Avec ses 17 000 îles et ses 280 millions d'habitants, il constitue le plus grand archipel du monde et le quatrième pays le plus peuplé de la planète. L'Indonésie a également la plus grande population musulmane du globe et exerce une large influence dans le monde musulman.
Une évolution économique spectaculaire
Concernant l'économie, son évolution a également été considérable. En vingt ans, son produit intérieur brut (PIB) a été multiplié par dix, passant de 165 milliards de dollars en 2000 à près de 1 400 milliards de dollars en 2024. Une dynamique dont la France a récemment profité.
En 2021, les deux pays ont multiplié les contrats commerciaux, approfondissant également leur partenariat stratégique signé dix ans plus tôt. Symbole de ce rapprochement, le président indonésien Prabowo Subianto était l'invité d'honneur au défilé du 14 juillet 2025.

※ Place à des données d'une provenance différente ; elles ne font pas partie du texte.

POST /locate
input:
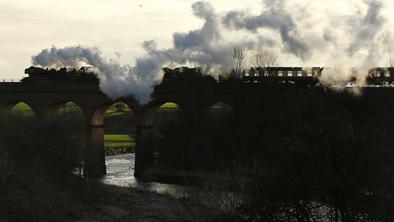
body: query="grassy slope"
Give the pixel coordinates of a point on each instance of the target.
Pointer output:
(118, 124)
(118, 130)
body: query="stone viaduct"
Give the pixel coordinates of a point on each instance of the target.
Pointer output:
(249, 102)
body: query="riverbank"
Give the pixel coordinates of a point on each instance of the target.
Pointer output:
(112, 203)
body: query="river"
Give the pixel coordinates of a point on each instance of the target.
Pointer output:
(120, 172)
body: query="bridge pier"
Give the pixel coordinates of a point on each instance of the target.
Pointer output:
(95, 154)
(144, 149)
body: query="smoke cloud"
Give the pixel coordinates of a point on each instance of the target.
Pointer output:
(298, 33)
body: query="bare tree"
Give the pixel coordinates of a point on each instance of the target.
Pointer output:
(264, 59)
(391, 62)
(239, 62)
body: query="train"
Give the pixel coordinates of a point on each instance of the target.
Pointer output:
(44, 75)
(266, 76)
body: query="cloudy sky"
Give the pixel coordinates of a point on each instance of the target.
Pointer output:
(120, 26)
(300, 32)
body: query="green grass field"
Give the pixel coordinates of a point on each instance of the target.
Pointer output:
(117, 123)
(169, 105)
(23, 110)
(118, 140)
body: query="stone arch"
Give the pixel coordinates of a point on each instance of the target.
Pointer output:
(53, 110)
(23, 107)
(98, 114)
(97, 135)
(167, 120)
(148, 114)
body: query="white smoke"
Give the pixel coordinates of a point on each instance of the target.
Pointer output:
(299, 33)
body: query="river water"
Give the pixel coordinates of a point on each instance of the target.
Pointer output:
(120, 172)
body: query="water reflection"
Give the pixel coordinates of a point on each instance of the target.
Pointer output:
(120, 172)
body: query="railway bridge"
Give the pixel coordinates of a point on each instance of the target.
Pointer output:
(249, 102)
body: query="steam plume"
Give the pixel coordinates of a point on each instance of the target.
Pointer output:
(297, 33)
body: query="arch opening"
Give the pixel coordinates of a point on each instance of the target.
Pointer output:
(218, 131)
(119, 129)
(22, 110)
(169, 128)
(67, 121)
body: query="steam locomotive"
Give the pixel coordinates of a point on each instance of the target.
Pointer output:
(268, 76)
(37, 74)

Une formation adaptée aux enjeux contemporains
Dans ce contexte international en pleine mutation, le cursus a décidé d'intensifier les enseignements portant sur l'économie indonésienne. « Je fais en sorte que nos étudiants aient un éventail de connaissances générales sur l'économie et le business en Indonésie. Je souhaite aussi qu'ils connaissent la dynamique régionale, la place de l'Indonésie en Asie du Sud-Est, et surtout l'importance de l'influence sino-américaine », détaille Dwi Winarsih, responsable de la licence depuis un an, chargée d'enseigner l'économie.
Si pour certains étudiants, les cours de commerce international ont été une source de motivation pour intégrer cette voie, d'autres ont été guidés par l'originalité de la filière. « On ne parle pas souvent de l'Indonésie. Et l'alphabet, proche du français, m'a convaincue », explique Zoé qui désire s'orienter vers le tourisme après ses études.

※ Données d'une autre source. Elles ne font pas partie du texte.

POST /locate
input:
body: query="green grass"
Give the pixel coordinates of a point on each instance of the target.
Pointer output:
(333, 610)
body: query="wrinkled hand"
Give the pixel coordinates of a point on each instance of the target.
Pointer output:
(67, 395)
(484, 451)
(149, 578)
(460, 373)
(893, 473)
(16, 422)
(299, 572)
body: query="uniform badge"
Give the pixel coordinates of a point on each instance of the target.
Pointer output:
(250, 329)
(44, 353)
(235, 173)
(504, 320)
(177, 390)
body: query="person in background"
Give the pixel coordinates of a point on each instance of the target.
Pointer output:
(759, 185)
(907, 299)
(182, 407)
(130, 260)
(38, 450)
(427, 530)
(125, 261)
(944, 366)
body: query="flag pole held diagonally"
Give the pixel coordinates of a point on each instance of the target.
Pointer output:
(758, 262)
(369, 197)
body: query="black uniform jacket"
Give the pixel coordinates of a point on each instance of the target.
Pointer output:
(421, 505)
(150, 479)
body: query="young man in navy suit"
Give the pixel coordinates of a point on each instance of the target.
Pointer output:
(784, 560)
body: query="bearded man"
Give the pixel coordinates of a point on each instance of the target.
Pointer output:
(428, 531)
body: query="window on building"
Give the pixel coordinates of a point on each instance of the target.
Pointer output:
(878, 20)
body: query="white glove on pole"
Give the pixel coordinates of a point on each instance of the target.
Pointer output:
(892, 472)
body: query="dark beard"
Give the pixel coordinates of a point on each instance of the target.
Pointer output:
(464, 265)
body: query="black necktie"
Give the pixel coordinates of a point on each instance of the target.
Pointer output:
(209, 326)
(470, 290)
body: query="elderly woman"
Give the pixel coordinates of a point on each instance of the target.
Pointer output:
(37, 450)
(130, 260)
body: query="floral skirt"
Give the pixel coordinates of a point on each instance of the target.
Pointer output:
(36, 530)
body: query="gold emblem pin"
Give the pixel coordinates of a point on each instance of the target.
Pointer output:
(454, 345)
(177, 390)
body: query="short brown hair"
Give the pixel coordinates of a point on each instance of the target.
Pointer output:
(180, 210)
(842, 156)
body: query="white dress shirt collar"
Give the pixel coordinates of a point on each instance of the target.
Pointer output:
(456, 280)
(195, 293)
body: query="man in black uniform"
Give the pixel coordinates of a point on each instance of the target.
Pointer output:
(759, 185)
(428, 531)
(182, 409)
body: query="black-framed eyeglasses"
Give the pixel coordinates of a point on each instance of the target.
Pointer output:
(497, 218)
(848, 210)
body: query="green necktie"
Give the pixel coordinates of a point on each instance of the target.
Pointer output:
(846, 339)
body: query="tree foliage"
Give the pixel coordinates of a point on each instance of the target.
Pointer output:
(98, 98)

Une langue accessible aux francophones
Chaque semaine, les étudiants ont entre quatre et cinq heures de cours d'indonésien. Appelée bahasa Indonesia, la langue indonésienne est le résultat d'une histoire riche. Ses sonorités sont proches du français, de l'anglais, avec des mots ressemblant à l'espagnol, au portugais, voire à l'arabe.
« J'ai été vraiment surprise lorsque j'ai débuté l'apprentissage de la langue. J'ai trouvé ça étonnamment fluide », raconte Léonie étudiante en première année de licence. « Il n'y a pas les complexités que nous pouvons retrouver dans le français. Nous avons même une structure de phrases assez similaire, avec un sujet, un verbe et un objet. C'est une langue qui est très facile à débuter », abonde Dwi Winarsih.
Une filière menacée par les restrictions budgétaires
Mais aujourd'hui, le futur de la filière est incertain. En raison de la situation financière dégradée que connaît actuellement la France, les moyens dont disposent les universités régressent. « Nous sommes en danger, nous n'avons pas assez d'aide de l'État pour conserver la formation telle quelle », précise Chandra Nuraini.
Pour faire face aux contraintes budgétaires, l'université de La Rochelle a demandé que les classes soient restructurées. Mais l'adaptation est difficile et le spectre d'une fermeture plane sur le cursus qui peine à attirer les étudiants. « Le minimum dans une classe, c'est 12. Si nous n'arrivons pas à atteindre ce nombre, nous fermons », regrette Dwi Winarsih.
Malgré une large communication, la formation reste fragile, à l'image de l'intérêt encore timide des étudiants français pour une région pourtant stratégique. La licence LEA Anglais-Indonésien de La Rochelle représente ainsi un cas emblématique des défis que rencontrent les formations linguistiques rares dans le contexte actuel de restrictions universitaires.